Unterrichtseinheit Ei

Elliptisch in der Botschaft, dafür eindeutig in ihrer ideologischen Anspannung: Das Polnische Kulturinstitut zeigt acht Dokumentarfilme von Andrzej Brzozowski  ■ Von Helmut Höge

Drygas, Piewowski, Brzozowski – was holt sich das Institutskino da bloß immer für eigenartige Leute ins Haus? Die polnische Schule (des Dokumentarfilms) ist auf dem besten Wege, das zu werden, was in den Fünfzigern und Sechzigern das polnische Plakat und dann das polnische Theater im Ausland waren. „Ich ließ mich nicht zum Spielfilm verleiten, zum düsteren Warten auf die Sonne im Spielplan, zu den zigmal wiederholten Szenen im Atelier“, erzählt Brzozowski. „Eines Tages lief ich davon und wanderte durch Polen. Dort fand ich alles: ständige Überraschungen, merkwürdige Menschen, verblüffende Situationen. Es war so, als hätte ich auf einem Baum geschaukelt... Von diesem fröhlichen Baum der ,dokumentaren Ahnungslosigkeit‘ holte mich Jerzy Bossak auf den Boden. Er hat mir beigebracht, Verantwortung zu übernehmen.“

Über die Filmhochschule Lodz, an der Bossak lehrte, sagte einmal der Regisseur Kazimierz Kutz: „Bedingung für die Aufnahme war zwar die Mitgliedschaft im Kommunistischen Jugendverband, aber unsere Lehrer hatten ihre Überzeugungen, und sie hatten den Mut, sie nicht nur zu äußern, sondern auch für sie zu kämpfen. Ich denke, wenn man das Geheimnis der Entstehung dessen sucht, was man später die polnische Schule nannte, dann liegt gerade hier die Ursache – in der ideologischen Spannung.“

Heute ist der 1932 geborene Brzozowski selbst Professor an der Filmhochschule Lodz, deswegen besorgte er auch gleich die Auswahl der studentischen Arbeiten, die nun im Polnischen Kulturinstitut gezeigt werden. Die „ideologische Spannung“ in seinen eigenen Arbeiten liegt z.B. darin, daß er in den sechziger Jahren, als die KP Polens langsam auf einen antisemitischen Kurs einschwenkte, mehrmals das „jüdische Thema“ behandelte: 1963 in „Eine Impression über das Töten“ – ein Kurzfilm über ein Paar, das aus dem Zug springt, der in ein Konzentrationslager fährt. 1967 „Spuren“: Passantengeschichten sowie ein kurzes Laientheaterspiel über die von Deutschen verschleppten Juden eines Dorfes. Die Dreharbeiten mußte Brzozowski zwischen 1967 und 1982 „aus politischen Gründen“ unterbrechen. 1968 „Archäologie“: Ausgrabungen in der Nähe des dritten Krematoriums des Vernichtungslagers Birkenau.
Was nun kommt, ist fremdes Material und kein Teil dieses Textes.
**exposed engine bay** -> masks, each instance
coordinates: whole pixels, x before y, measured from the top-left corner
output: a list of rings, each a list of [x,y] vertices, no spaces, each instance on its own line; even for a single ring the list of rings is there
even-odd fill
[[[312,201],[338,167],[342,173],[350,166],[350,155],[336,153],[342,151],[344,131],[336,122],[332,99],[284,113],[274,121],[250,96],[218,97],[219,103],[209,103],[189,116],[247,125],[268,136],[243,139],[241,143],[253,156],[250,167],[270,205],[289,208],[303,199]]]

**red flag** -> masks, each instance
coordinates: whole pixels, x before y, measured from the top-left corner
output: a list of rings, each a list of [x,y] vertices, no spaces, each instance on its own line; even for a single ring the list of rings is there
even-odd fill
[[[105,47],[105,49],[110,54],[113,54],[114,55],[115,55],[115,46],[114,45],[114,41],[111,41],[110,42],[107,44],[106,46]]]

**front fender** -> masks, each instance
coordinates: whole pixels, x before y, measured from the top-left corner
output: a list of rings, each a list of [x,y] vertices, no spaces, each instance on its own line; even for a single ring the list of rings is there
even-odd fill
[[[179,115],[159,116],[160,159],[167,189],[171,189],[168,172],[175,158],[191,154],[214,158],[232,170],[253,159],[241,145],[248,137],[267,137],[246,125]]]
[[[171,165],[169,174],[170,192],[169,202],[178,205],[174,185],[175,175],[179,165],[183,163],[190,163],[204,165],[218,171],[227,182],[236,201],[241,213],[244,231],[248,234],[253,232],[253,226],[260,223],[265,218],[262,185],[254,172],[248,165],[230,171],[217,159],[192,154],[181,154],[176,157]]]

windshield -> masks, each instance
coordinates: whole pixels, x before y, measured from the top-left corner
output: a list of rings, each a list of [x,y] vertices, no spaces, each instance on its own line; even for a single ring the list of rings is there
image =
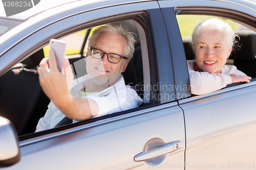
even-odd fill
[[[0,18],[0,36],[23,22],[21,20]]]

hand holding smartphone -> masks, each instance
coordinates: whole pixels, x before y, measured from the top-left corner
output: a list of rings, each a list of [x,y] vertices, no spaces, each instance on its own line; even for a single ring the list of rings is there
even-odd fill
[[[66,42],[57,39],[50,40],[50,48],[54,51],[58,69],[62,72],[64,57],[66,55]]]

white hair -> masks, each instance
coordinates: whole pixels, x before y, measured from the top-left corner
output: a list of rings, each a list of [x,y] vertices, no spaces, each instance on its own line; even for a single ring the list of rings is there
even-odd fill
[[[220,31],[223,34],[224,38],[226,39],[228,46],[233,49],[235,37],[237,35],[230,25],[218,18],[211,18],[201,22],[195,28],[192,33],[192,47],[194,50],[195,50],[196,42],[198,35],[205,30]]]

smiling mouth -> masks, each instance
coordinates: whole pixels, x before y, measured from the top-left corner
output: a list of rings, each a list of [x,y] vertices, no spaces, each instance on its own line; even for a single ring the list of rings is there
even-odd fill
[[[216,62],[217,61],[204,61],[204,63],[207,64],[212,64]]]
[[[97,68],[98,70],[100,70],[100,71],[103,71],[103,72],[109,72],[109,71],[105,71],[104,70],[103,70],[103,69],[101,69],[100,68],[99,68],[98,67],[96,67],[96,68]]]

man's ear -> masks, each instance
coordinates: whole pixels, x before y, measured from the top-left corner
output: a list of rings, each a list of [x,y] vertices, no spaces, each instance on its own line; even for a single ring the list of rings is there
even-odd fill
[[[123,68],[122,69],[122,72],[124,72],[125,70],[125,69],[126,69],[127,65],[128,65],[128,63],[129,63],[130,60],[126,60],[127,61],[124,63],[123,66]]]
[[[87,57],[88,57],[88,52],[87,52],[86,53],[86,58],[84,59],[84,60],[86,60],[86,62],[87,62]]]

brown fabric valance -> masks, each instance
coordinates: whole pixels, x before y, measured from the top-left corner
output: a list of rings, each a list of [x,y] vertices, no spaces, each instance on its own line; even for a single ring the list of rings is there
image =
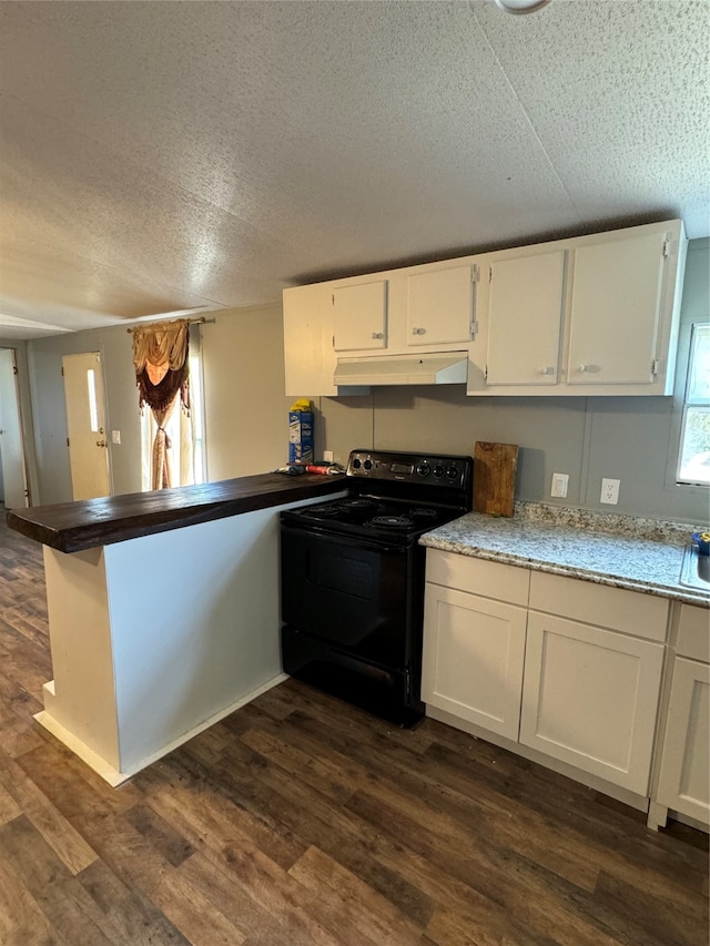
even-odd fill
[[[133,365],[139,388],[139,407],[166,410],[180,391],[180,400],[190,410],[189,349],[190,323],[153,322],[133,329]]]

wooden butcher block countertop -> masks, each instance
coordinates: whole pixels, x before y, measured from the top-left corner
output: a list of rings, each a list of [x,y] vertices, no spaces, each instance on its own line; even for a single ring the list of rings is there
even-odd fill
[[[12,509],[7,521],[29,539],[61,552],[77,552],[255,509],[327,497],[345,488],[345,477],[270,472],[202,486]]]

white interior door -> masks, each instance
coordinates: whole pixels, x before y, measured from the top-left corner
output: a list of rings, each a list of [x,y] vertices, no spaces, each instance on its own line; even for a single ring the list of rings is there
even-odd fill
[[[101,355],[99,352],[64,355],[62,369],[73,498],[109,496],[111,482]]]
[[[8,509],[24,508],[28,505],[27,471],[12,348],[0,348],[0,465],[2,501]]]

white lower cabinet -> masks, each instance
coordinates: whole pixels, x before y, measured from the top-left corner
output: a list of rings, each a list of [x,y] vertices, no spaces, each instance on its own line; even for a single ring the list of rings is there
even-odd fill
[[[647,794],[663,650],[530,611],[520,742]]]
[[[709,612],[683,606],[656,798],[710,825]],[[660,823],[665,821],[663,812]]]
[[[525,608],[427,586],[424,701],[517,740],[526,618]]]
[[[423,700],[572,777],[648,797],[668,610],[659,597],[428,549]]]

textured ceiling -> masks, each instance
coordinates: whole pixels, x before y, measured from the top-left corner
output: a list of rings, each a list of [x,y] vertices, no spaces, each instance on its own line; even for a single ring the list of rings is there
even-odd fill
[[[708,0],[6,0],[0,336],[668,216],[708,235],[709,34]]]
Neben diesen Filmen zeigt das Kulturinstitut auch noch drei Dokumentationen von Brzozowski über Laos und Vietnam: Kriegsfilme. Zunächst „Laos, die rote Erde“, über den permanenten Ausnahmezustand, der Zivilisten und Soldaten zwingt, nahezu ihr gesamtes Leben in Berghöhlen zu verlegen: schlafen, Textilien weben, Zeitungen drucken, kochen, ins Theater gehen, Lieder anstimmen. Ein zartes Mädchen singt „Das Blut unserer imperialistischen Feinde wird fließen“.

Der zweite Film heißt ausdrücklich „Drei Lieder, in Laos gehört“. Der dritte, „Das Feuer“, zeigt ohne Hast die Schönheit des Alltagslebens in einem vietnamesischen Reisbauerndorf. Nach einem B-52-Angriff blieb nichts mehr davon übrig. Berühmt machte den Wajda-Assistenten Brzozowski sein mehrfach preisgekrönter Kurzfilm „Das ist ein Ei“ (1965) – eine nahezu kommentarlose Dokumentation über die Unterrichtseinheit „Ei“ in einer polnischen Blindenschule. Schließlich wird auch noch die „politische Impression“ „Salome“ gezeigt. Eine Aufführung des Pantomimenensembles von Tomaszewski. Die halbnackte Schleiertänzerin in der prachtvollen Barockkirche verlangt den Kopf des Johannes nicht umsonst. Was wollte uns der Regisseur damit 1968 sagen? Ich gestehe, ich weiß es nicht (mehr), die anderen Filme von Brzozowski sind aber ganz eindeutig – in ihrer ideologischen Anspannung.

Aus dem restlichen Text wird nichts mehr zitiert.